Yargıtay 17. Hukuk Dairesi 2010/3115 Esas 2011/43 Karar Sayılı İlamı

Abaküs Yazılım
17. Hukuk Dairesi
Esas No: 2010/3115
Karar No: 2011/43
Karar Tarihi: 17.1.2011

Yargıtay 17. Hukuk Dairesi 2010/3115 Esas 2011/43 Karar Sayılı İlamı

17. Hukuk Dairesi         2010/3115 E.  ,  2011/43 K.

    "İçtihat Metni"

    MAHKEMESİ :Ticaret Mahkemesi


    Taraflar arasındaki tasarrufun iptali davasının yapılan yargılaması sonunda; kararda yazılı nedenlerden dolayı davanın reddine dair verilen hükmün süresi içinde davacı vekili tarafından temyiz edilmesi üzerine dosya incelendi, gereği düşünüldü:

    -K A R A R-

    Hükmüne uyulan bozma ilamında, davacı alacaklı tarafından açılan iptali davasında ... 2. Asliye Ticaret Mahkemesinin 08/05/2007 tarih ve 2004/820 esas 2007/138 ... sayılı ilamı davanın kısmen kabulüne ... verildiği ve hükmün taraflarca temyiz edilmeyerek 10/09/2008 tarihinde kesinleştiği ve böylece ... takibindeki alacağın da kesinleşmiş bulunduğu belirtilerek kararın gerekçesinde "kesinleşmiş bir alacak söz konusu olmadığından” bahsedilerek davanın reddine ... verilmesinin doğru olmadığına değinilmiştir.
    Mahkemece, İİK’nın 4949 sayılı Kanun ile değişik 280. maddesinin 30/07/2003 tarihinde yürürlüğe girdiği ve uzatılmış sürenin ancak derdest bulunan davalarda uygulanması gerektiği ve olayda 2 yıllık zamanaşımı süresinin geçtiği bu sürenin de resen gözetilmesi gereğinden bahisle davanın reddine ... verilmiş; hüküm, davacı vekili tarafından temyiz edilmiştir.
    4949 sayılı Kanun ile getirilen 280 inci maddesinde değişiklik, Mahkemenin hükmünde yazılı bulunan 4949 sayılı Kanun’un Geçici 5. maddesinin 38. bendi uyarınca Kanunun yürürlüğe girdiği tarihten önce açılmış bulunan ve derdest davalara da uygulanacaktır.
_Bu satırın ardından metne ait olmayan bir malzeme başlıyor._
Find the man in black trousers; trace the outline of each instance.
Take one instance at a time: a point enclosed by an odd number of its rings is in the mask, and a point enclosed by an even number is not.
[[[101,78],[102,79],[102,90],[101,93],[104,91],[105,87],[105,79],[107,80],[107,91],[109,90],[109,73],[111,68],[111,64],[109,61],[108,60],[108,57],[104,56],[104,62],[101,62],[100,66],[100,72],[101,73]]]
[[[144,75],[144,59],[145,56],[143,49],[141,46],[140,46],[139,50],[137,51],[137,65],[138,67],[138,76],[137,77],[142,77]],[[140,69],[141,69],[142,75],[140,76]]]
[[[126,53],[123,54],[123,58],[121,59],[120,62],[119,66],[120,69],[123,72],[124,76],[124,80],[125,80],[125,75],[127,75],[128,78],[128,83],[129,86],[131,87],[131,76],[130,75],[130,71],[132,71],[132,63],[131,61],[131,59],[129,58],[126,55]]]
Ancak bu hükmün belirtilen davalara uygulanmasına dair Geçici 5. maddenin 38. bendi, Kanun yürürlüğe girdikten sonra açılacak davalara uygulanamayacağı sonucunu doğurmaz. Zira kanun yürürlüğe girdikten sonra açılacak davalarada uygulanacaktır. İstisna ise kanunların geriye yürümesidir.
    Belirtilmelidir ki; kanunların geriye yürümesi veya yürümemesi konusunda mevzuatımızda genel bir hüküm yoktur. Ancak, toplum barışının temel dayanağı olan hukuka ve özellikle kanunlara karşı güveni sağlamak ve hatta kanun koyu-
    cunun keyfi hareketlerine engel olmak için öğretide kanunların geriye yürümemesi esası kabul edilmiştir. Buna göre gerek Özel Hukuk ve gerekse Kamu Hukuku alanında, kural olarak her Kanun, ancak yürürlüğe girdiği tarihten sonraki zamanda meydana gelen olaylara ve ilişkilere uygulanır; o tarihten önceki zamana rastlayan olaylara ve ilişkilere uygulanmaz. Hukuk güvenliği bunu gerektirir. Kaldı ki, dava açıldığı zamanda yasa yürürlüktedir. (Prof. Dr. Necip Bilge, Hukuk Başlangıcı, 14. Bası, Turhan Kitabevi, ..., 2000, sh: 193-194; Prof. Dr. A. Şeref Gözübüyük, Hukuka Giriş ve Hukukun Temel Kavramları, 18.Bası, Turhan Kitabevi, ... 2003, sh: 73).
    Yukarıda açıklanan durum karşısında davada İİK’nın 280/II. fıkrasında belirtilen 5 yıllık sürenin geçmediği davalılar arasında karı-koca ilişkisinin bulunduğu, davalı ..."nin borçlu ..."nin alacaklısından mal kaçırma yada alacaklısını zarara uğratma kastını bilebilecek durumda olduğu nazara alınarak davanın kabulüne ... vermek gerekirken yazılı ve yanılgılı değerlendirme ile davanın reddine ... verilmesi usul ve yasaya aykırı olup bozma nedenidir.
    SONUÇ: Yukarıda açıklanan nedenlerle davacı vekilinin temyiz itirazlarının kabulü ile hükmün BOZULMASINA ve peşin alınan harcın istek halinde temyiz eden davacıya geri verilmesine 17.1.2011 gününde oybirliğiyle ... verildi.